Ratings are declining and circulations are plunging. Advertising revenues are tumbling, layoffs, buyouts, marquee properties sold, bought and sold again. Yet, troubled as the news media business is, media as a human activity is pulsing with dynamism, creativity and invention. There’s just one problem. Nobody wants to pay for any of this, which is why salaried journalists are coming to feel like the steelworkers of the 21st century. Perhaps some brilliant person will devise a new model to revive and sustain the big, professional news corporation, now under so much pressure, but what if it does not work? In that case, the future of the American media may look a lot like the past. A century and a half ago, the American news media were small, polemical, often heavily subsidized by political parties and relatively poor. Horace Greeley started the New York Tribune with $1,000 in capital. That was obviously more money in 1841 than it is today, but even then, it was not so much money, not the kind of money needed to start a railway or a foundry, more like the kind of money used to start a nice looking Web site today.

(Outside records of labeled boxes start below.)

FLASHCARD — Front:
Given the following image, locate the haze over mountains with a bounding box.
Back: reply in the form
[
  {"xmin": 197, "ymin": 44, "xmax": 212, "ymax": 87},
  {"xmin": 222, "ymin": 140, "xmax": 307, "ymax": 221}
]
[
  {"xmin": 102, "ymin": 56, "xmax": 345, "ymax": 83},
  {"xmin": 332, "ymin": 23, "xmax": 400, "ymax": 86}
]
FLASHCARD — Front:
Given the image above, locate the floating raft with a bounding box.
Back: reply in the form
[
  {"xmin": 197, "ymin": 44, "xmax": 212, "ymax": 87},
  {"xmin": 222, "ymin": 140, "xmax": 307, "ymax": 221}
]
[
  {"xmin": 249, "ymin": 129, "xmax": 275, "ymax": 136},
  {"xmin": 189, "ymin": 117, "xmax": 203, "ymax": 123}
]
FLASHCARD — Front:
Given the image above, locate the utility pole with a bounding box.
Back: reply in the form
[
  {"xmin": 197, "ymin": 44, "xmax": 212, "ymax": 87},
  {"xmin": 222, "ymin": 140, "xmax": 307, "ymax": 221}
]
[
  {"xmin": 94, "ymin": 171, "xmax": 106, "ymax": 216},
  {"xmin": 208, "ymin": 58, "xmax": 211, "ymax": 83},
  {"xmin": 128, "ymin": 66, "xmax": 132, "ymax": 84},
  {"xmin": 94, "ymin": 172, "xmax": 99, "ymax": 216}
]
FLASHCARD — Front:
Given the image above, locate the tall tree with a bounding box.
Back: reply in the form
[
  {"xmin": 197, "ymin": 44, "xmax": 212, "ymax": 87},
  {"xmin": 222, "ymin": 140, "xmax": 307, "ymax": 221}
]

Frum is quite right – the old media are dying. One of the things that is killing them is their dual pretense of objectivity and neutrality. If Dan Rather was fairer or more objective than the Huffington Post, he had me fooled. So what will rise from the ashes of the old media castles? What we’ll likely have is a Wild West of information where news consumers will have to seek out truth on their own. This isn’t unprecedented. After the famous gunfight at the O.K. Corral, Tombstone’s two newspapers gave starkly different accounts of the affair, one championing the Earps and the other the Clanton/McLaury faction. Horace Greeley ran for president at the tail end of his career and invented Andrew Jackson’s most famous quote at the start of it (“John Marshall has made his decision; now let him enforce it!”). Newsmen with an agenda are nothing new under the sun. And the market will reward those with a fidelity to the truth and punish those who demonstrate the opposite. Please see the pathetic Mr. Rather currently toiling away on something called HDNet for comforting evidence of that fact. The prospect of not having a newspaper or news source of record may frighten some people since it would be new territory for the modern era. But far more frightening is a thankfully bygone era when a media powerhouse like Walter Cronkite could call the Vietnam War lost because he didn’t understand what had happened with the Tet Offensive. Worse still, so impeccable was his credibility that the country would believe him. Better to have a nation of citizens actively engaged in finding the truth than assuming they’re getting the truth from what’s in fact an unreliable source.